10I see no indication that I failed to consider supporting evidence and find no err in law or fact. My reasons are as follows.
11The applicant’s psychological injuries and supporting evidence are analyzed in paragraphs 9 through 14 of the decision. I reviewed the psychological assessment reports provided by the parties and preferred the respondent’s report because it included validity testing and it reflected the applicant’s medical record more accurately. This is specifically noted in paragraph 12 of the decision. I also reviewed the clinical notes and records (“CNRs”) of the applicant’s family physician and determined they did not provide evidence of a psychological injury which would remove the applicant from the MIG and the $3,500.00 funding limit. Paragraph 14 specifically addresses the CNRs. It notes there is only one mention of symptoms of a psychological injury, and that single mention of a symptom is insufficient evidence of a psychological injury.

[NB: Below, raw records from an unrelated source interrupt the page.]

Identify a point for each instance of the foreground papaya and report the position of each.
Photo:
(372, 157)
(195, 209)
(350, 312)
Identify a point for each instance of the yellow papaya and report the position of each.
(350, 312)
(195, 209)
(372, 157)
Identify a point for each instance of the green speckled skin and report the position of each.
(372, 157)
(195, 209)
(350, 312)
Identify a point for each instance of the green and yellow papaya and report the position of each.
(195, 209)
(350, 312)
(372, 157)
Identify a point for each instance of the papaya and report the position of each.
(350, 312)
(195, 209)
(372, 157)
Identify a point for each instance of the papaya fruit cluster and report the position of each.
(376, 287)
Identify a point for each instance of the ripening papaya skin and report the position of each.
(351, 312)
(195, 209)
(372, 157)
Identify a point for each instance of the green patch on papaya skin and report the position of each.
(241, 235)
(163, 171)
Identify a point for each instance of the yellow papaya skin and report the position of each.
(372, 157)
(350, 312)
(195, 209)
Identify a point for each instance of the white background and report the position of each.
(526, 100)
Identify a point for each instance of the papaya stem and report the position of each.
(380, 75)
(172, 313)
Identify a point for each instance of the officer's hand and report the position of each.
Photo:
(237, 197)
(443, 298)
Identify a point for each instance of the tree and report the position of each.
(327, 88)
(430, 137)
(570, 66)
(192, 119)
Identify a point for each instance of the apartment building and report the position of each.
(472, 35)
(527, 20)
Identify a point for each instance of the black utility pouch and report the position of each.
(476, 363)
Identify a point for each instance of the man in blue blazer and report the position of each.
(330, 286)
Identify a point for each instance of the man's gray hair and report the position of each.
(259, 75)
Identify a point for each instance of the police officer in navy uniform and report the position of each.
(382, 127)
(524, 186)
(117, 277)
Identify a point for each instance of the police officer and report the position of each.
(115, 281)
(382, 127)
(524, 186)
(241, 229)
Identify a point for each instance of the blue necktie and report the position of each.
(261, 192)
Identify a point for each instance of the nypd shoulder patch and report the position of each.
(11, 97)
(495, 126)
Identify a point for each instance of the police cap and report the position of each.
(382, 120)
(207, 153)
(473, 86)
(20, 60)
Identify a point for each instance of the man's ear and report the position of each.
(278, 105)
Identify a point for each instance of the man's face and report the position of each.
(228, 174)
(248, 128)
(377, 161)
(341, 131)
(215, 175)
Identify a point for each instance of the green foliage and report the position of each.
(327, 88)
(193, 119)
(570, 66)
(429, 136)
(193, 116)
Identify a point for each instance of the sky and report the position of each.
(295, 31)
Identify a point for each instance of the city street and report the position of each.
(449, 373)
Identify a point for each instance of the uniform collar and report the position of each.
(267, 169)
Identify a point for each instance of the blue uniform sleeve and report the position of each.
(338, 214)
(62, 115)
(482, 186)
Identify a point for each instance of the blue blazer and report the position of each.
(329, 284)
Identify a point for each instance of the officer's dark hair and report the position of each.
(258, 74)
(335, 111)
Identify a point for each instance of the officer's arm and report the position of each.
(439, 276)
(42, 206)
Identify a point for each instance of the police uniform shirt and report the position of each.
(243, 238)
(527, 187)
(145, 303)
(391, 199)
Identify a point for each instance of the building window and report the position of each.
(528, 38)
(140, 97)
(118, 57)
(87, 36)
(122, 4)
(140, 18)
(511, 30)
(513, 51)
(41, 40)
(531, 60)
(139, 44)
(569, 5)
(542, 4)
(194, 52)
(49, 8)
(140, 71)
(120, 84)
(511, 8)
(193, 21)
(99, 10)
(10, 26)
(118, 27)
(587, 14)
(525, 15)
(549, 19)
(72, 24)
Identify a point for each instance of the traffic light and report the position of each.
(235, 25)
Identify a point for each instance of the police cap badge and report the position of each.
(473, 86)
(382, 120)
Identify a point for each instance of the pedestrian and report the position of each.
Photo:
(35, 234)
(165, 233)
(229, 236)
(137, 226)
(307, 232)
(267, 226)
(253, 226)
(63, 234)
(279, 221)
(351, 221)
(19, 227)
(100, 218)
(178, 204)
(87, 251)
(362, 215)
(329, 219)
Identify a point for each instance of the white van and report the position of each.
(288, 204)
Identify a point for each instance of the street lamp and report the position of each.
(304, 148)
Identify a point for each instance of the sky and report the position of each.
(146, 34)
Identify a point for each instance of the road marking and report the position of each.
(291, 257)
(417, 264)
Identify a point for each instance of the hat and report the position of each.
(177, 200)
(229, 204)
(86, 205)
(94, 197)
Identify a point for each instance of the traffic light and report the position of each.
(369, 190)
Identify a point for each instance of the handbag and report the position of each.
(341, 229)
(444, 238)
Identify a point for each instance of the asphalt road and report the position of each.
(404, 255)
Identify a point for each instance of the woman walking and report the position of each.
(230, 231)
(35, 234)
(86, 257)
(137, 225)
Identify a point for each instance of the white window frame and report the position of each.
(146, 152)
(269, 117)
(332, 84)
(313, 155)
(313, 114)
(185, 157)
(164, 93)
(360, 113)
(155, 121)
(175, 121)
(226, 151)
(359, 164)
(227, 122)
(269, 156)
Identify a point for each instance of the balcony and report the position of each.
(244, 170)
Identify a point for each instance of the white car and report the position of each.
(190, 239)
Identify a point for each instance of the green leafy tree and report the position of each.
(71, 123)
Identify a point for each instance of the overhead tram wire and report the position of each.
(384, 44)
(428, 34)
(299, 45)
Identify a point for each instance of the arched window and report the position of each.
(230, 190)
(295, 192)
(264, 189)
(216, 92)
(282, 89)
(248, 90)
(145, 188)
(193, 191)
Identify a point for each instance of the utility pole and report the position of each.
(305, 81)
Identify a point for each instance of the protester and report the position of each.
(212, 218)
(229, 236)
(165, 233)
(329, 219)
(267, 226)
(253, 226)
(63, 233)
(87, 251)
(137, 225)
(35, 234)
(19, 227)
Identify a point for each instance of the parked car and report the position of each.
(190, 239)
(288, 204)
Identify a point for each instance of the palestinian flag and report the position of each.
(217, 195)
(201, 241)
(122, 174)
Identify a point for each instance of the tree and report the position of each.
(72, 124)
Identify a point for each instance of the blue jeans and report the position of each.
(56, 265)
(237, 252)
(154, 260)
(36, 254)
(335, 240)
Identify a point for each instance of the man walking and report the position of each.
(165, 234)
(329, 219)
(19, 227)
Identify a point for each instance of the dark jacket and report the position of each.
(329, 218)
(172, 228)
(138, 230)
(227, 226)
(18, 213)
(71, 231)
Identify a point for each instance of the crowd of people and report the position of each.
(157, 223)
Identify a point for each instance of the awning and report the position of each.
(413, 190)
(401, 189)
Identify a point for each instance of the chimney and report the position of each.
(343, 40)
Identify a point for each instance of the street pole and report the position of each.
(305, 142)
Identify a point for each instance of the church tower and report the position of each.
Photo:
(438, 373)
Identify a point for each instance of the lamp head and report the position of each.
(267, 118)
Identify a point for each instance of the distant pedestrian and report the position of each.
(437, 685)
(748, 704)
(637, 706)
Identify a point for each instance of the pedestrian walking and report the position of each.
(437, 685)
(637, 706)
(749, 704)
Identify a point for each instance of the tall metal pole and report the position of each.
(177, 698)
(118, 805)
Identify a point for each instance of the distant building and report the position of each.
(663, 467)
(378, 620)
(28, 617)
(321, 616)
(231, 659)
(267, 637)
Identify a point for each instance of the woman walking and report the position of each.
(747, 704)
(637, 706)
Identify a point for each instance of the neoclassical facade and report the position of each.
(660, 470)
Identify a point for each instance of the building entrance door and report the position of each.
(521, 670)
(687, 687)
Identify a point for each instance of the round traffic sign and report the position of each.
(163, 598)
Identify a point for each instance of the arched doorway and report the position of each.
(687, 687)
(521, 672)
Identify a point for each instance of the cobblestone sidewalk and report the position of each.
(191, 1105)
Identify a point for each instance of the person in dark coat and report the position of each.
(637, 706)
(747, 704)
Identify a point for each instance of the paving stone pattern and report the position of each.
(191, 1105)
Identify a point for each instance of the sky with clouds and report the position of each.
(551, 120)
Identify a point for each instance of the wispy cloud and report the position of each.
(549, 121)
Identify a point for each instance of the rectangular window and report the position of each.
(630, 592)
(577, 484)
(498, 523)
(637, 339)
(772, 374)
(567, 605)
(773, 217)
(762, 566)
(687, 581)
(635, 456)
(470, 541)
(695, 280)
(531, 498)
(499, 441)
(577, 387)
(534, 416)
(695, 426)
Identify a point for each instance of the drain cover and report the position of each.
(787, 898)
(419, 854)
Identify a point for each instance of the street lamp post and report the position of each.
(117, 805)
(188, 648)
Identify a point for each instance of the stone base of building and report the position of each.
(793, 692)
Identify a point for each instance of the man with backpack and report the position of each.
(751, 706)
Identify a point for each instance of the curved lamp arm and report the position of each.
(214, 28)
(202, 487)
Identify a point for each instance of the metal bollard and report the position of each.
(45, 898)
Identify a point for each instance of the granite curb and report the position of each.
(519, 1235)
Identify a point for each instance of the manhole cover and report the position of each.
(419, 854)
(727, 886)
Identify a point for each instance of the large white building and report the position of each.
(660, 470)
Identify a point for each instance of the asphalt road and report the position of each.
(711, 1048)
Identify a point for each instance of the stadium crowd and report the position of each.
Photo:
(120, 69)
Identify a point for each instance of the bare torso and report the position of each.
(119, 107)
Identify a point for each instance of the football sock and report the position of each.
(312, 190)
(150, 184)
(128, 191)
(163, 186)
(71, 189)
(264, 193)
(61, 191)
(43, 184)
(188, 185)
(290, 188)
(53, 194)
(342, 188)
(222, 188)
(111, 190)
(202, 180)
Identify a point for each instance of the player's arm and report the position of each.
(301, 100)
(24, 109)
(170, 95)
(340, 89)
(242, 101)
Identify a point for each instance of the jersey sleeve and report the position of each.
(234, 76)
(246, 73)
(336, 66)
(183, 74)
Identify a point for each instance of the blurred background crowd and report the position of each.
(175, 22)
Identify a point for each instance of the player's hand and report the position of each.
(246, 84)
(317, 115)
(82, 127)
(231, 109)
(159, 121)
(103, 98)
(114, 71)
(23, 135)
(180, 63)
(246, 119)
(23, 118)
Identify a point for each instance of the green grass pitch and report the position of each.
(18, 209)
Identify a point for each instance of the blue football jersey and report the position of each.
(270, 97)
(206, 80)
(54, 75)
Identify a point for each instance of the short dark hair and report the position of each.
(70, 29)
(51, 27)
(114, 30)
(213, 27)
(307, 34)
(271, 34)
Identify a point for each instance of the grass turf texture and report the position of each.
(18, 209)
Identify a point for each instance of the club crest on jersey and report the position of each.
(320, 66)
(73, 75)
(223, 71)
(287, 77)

12The applicant’s claim of chronic pain and supporting evidence is addressed in paragraphs 15 through 19 of the decision. I found the applicant did not provide evidence of a chronic pain condition which would remove the applicant from the MIG. The applicant’s evidence was absent any impairment as a result of ongoing pain. It was noted the applicant had returned to work on full duties and was found to be functional.
13The decision expressly refers to two psychological assessment reports, the clinical notes and records of the applicant’s family physician, and the applicant’s treating healthcare facility. I reviewed all the evidence and found the applicant suffered predominantly minor injuries as defined by the Schedule and was therefore subject to the MIG and the $3,500.00 funding limit.
CONCLUSION
14For the reasons noted above, I deny the applicant’s request for reconsideration.